To investigate the effect of trait diversity on tipping point positions, we parameterized the system according to each of the diversity scenarios described above, and then ran two simulations, one with a stepwise increase and one with a stepwise decrease of oxygen diffusivity. This technique was used to find stable states, rather than to simulate the effects of environmental change per se. At each of 300 values of oxygen diffusivity, ranging from 0 to -8 (log10h-1), we simulated the dynamics for 1,000,000 hours, which was sufficient for the position of the tipping points to stabilize, even though some strain dynamics had not yet completely stabilized (Supplementary Report Section 6.2). At the start of the two simulations, total initial abundance of each functional group was 105 cells, equally divided among the strains of each functional group. To avoid very low strain densities which would cause computational problems, we added 1 cell L-1 to every biological state variable every 1,000 hours (an alternative approach produced the same results, see Supplementary Report Section 4.3). At the end of each period of constant oxygen diffusivity, the system state was recorded and used as the initial conditions for the simulation at the next step of oxygen diffusivity. This approach for finding stable states differs from the method used by Bush et al. (2017). See the Supplementary Report (Section 4) for a detailed description of our rationale for using our approach, and also for evidence of qualitatively similar results produced by both approaches.

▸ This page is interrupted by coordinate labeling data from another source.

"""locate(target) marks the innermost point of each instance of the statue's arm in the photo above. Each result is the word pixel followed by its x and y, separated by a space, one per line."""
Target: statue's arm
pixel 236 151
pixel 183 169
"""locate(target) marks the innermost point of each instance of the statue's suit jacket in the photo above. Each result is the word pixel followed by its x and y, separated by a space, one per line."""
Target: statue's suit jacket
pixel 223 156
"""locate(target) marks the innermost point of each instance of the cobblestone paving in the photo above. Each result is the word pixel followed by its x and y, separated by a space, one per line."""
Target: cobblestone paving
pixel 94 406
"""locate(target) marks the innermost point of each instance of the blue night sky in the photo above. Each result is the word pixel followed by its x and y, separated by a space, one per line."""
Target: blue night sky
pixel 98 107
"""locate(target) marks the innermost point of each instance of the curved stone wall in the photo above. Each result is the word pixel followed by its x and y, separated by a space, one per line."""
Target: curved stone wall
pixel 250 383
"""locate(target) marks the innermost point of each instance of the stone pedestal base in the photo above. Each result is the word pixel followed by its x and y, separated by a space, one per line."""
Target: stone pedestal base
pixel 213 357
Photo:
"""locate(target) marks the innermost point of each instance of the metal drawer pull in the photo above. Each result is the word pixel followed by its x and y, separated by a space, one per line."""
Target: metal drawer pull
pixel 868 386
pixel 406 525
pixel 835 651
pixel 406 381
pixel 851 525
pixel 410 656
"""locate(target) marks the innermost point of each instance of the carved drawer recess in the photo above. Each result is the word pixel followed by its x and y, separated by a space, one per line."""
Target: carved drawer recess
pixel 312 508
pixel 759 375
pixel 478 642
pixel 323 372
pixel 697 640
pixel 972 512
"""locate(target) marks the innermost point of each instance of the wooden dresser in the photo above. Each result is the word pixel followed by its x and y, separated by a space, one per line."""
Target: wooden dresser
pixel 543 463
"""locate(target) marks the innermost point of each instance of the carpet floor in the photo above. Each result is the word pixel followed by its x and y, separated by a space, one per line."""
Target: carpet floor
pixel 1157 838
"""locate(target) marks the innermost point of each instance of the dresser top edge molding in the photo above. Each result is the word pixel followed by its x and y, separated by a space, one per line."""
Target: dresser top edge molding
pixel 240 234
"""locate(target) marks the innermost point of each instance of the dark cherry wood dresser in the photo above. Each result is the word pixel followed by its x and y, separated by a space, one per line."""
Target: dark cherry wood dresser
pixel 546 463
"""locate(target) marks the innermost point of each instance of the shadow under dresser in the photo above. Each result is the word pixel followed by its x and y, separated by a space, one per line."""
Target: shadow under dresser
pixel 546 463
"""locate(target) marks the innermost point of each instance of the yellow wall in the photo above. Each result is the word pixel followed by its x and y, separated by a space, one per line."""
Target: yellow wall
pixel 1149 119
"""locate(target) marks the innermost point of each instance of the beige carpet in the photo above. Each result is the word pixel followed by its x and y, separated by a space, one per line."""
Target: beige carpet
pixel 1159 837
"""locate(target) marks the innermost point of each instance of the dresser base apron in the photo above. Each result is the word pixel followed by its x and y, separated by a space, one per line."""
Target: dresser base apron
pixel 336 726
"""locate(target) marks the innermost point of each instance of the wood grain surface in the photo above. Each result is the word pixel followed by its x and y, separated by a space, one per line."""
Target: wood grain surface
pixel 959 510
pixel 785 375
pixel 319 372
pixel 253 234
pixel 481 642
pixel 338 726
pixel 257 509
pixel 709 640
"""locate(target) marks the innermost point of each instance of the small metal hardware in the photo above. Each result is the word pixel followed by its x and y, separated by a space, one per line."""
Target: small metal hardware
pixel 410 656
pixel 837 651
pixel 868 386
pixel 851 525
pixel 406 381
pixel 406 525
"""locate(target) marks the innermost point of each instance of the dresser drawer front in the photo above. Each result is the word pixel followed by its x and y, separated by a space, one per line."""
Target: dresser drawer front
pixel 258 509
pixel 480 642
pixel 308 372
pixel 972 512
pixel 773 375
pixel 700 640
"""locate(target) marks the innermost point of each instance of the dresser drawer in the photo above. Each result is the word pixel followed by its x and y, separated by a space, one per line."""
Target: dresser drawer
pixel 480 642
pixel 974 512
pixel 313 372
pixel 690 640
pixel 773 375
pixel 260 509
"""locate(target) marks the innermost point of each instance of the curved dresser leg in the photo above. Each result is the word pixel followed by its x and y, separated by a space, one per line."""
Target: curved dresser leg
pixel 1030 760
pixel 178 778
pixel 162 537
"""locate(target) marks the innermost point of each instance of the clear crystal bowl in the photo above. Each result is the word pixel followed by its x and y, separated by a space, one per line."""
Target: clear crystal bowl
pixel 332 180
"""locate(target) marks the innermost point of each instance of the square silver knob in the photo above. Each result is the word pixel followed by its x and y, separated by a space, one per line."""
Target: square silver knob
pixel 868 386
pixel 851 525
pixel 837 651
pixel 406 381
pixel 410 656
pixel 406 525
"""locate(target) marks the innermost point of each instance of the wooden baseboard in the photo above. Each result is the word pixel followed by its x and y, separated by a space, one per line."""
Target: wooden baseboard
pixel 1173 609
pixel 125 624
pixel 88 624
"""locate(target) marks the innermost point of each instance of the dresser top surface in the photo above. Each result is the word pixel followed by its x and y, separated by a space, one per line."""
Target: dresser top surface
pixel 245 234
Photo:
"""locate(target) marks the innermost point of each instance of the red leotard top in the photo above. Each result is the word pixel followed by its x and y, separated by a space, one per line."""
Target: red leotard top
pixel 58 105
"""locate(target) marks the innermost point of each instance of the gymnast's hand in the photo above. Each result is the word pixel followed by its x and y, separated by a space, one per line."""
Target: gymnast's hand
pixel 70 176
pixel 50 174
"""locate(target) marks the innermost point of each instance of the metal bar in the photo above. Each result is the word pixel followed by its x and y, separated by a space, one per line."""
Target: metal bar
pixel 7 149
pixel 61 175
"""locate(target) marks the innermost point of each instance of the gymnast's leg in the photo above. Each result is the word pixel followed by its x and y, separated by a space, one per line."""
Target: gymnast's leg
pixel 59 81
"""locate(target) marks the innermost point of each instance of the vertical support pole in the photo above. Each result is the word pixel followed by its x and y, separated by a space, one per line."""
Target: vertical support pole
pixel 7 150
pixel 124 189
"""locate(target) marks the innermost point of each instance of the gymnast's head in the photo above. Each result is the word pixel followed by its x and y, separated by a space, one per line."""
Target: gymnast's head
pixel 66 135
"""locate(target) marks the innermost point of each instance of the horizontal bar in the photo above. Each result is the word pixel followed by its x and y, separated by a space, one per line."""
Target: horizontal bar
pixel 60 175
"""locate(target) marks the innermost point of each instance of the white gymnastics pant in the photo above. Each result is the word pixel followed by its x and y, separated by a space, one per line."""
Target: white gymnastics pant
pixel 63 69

We calculated the tipping point position of the oxic to anoxic (anoxic-oxic) transition as the minimum (maximum) level of oxygen diffusivity at which the total density of sulfate-reducing bacteria was more than 1000 abundance units different between the increasing and decreasing oxygen diffusivity simulations. We did not calculate tipping point positions when coexistence patterns were atypical of the classical pattern shown in Figure 1a (e.g. when cyanobacteria coexisted with sulfur bacteria at low oxygen diffusivities; see Results and Supplementary Report Section 10.2 for details). We calculated the effect size of trait variation on tipping point position as the difference in oxygen diffusivity between a tipping point without trait variation and with a given level of trait variation (Fig. 1c-d). A positive effect size indicates increased resilience.